En Russie et dans les régions sibériennes on tue au commencement de l’hiver les bestiaux destinés à l’alimentation; on les gèle, le froid les conserve pendant longtemps, et on économise ainsi la nourriture qu’il aurait fallu leur fournir pendant les mois de l’hiver. Dans les pays du nord, au Groenland, dans le détroit de Davis, les navires anglais qui vont à la pêche des phoques exposent la chair de bœuf à l’air atmosphérique glacé ; ils peuvent ainsi se nourrir de viande fraîche pendant toute la durée d’un long voyage.

M. Ch. Tellier a confirmé ces faits par des expériences précises: Il a enfermé dans une chambre où l’air est constamment maintenu à une température inférieure à O°c (au moyen de sa machine à fabriquer le froid par l’éther méthylique), un cuissot de boeuf de 70 kilogrammes, des gigots de mouton, des lièvres, des homards et des perdreaux. La durée de la conservation a toujours été de 45 à 59 jours.
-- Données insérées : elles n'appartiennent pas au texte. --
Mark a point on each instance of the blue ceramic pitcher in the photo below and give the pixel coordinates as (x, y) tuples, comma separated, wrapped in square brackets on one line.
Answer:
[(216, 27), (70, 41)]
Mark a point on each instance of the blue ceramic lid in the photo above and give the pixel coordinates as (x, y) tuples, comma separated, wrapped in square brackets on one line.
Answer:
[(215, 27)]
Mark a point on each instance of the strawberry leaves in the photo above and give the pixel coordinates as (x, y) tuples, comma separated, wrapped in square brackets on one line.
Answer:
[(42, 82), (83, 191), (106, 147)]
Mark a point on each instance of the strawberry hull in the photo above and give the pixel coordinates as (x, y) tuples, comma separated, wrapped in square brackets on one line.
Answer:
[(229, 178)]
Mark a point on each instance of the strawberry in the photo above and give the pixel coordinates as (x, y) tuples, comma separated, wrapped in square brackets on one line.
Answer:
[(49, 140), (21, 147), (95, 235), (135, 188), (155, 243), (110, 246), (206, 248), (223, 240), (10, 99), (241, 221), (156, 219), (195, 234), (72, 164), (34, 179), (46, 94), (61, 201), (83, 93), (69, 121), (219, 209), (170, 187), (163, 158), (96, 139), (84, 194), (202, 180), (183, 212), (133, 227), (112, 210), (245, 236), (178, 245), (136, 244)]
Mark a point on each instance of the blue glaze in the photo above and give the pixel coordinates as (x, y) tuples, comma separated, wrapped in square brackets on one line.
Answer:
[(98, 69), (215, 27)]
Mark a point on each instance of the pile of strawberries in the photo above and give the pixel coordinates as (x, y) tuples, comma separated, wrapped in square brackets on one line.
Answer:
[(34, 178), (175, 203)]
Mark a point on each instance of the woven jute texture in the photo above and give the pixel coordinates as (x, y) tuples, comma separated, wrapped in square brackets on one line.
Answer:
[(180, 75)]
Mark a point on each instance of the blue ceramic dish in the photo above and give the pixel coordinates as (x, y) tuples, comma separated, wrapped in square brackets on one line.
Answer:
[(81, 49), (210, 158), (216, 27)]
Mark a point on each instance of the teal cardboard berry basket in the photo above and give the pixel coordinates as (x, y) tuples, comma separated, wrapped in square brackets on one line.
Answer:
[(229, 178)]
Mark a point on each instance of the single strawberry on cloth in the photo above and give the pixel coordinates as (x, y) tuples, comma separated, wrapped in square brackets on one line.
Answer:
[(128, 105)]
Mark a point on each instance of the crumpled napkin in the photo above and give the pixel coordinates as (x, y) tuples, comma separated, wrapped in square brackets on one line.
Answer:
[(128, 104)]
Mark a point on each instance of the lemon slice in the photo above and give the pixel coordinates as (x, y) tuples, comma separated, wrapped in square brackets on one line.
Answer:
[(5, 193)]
L’énorme cuissot de boeuf que nous venons de mentionner était aussi frais, après deux mois de conservation, que s’il eût été découpé d’un animal abattu la veille. Les fruits, les graines, et d’autres substances animales ou végétales, peuvent être très-bien conservés de la même manière.

Si, comme nous le souhaitons dans l’intérêt de tous, la pratique de la conservation des aliments par le froid se propage rapidement, il est indispensable d’appeler l’attention de l’administration sur ce qui concerne le gibier. Si un marchand de comestible préserve de la putréfaction des lièvres, des perdrix et des faisans, et qu’il veuille les livrer à la consommation, comme cela est possible par l’usage des appareils nouveaux, un mois ou deux après la fermeture de la chasse; il est probable qu’il pourra courir le risque d’être pris en flagrant délit de contravention, comme tirant profit d’une marchandise prohibée à l’époque où il la vendra.

Cependant il ne sera nullement coupable, puisqu’il aura fait provision du gibier à une époque où il est permis de le tuer. Il y aura probablement à imaginer quelque moyen de marquer la marchandise au moment de son entrée dans la caisse à conservation, afin qu’elle puisse être livrée plus tard à la consommation, sans qu’il soit possible de la confondre avec des produits du braconnage.

La congélation, dont nous venons de voir les effets pour la conservation d’un grand nombre de substances alimentaires, réussit très-bien aussi pour celle des oeufs. Elle les tient frais tant qu’elle dure.

Le marché de Saint-Pétersbourg s’alimente des œufs gelés qui lui sont envoyés de toutes les contrées les plus éloignées de l’Empire russe. Quand le moment est venu de s’en servir, il suffit de les faire dégeler en les plongeant dans l’eau tiède. Les Sibériens d’Unalaska gardent aussi plusieurs mois des oeufs d’oiseaux de mer en les tenant plongés dans l’huile de poisson; l’huile et la graisse sont, en effet, des substances qui peuvent être citées comme les plus efficaces pour préserver les oeufs de la décomposition. Quoique cette méthode se distingue de celle que nous étudions, elle est efficace, peu connue, aussi en donnerons-nous la description, d’après la recette que nous empruntons à un chimiste fort expert dans la conservation des aliments:

On lave les oeufs, si cela est nécessaire, et, après les avoir essuyés, on les frotte avec du beurre, de l’huile, du saindoux ou autres graisses. Il faut faire attention de bien étendre celle-ci, et surtout d’en bien frotter le gros bout. Ainsi préparés, les oeufs se gardent au frais, au-delà d’un an, attendu que les pores de la coque sont exactement bouchés par la graisse et que l’action de l’air est entièrement paralysée. Les oeufs graissés ou huilés ne valent rien pour la couvaison.

Il vaudrait mieux peut-être, donner aux oeufs une couche de vernis, ou d’une composition de graisse ou de résine. Une simple couche de couleur à l’huile serait probablement suffisante.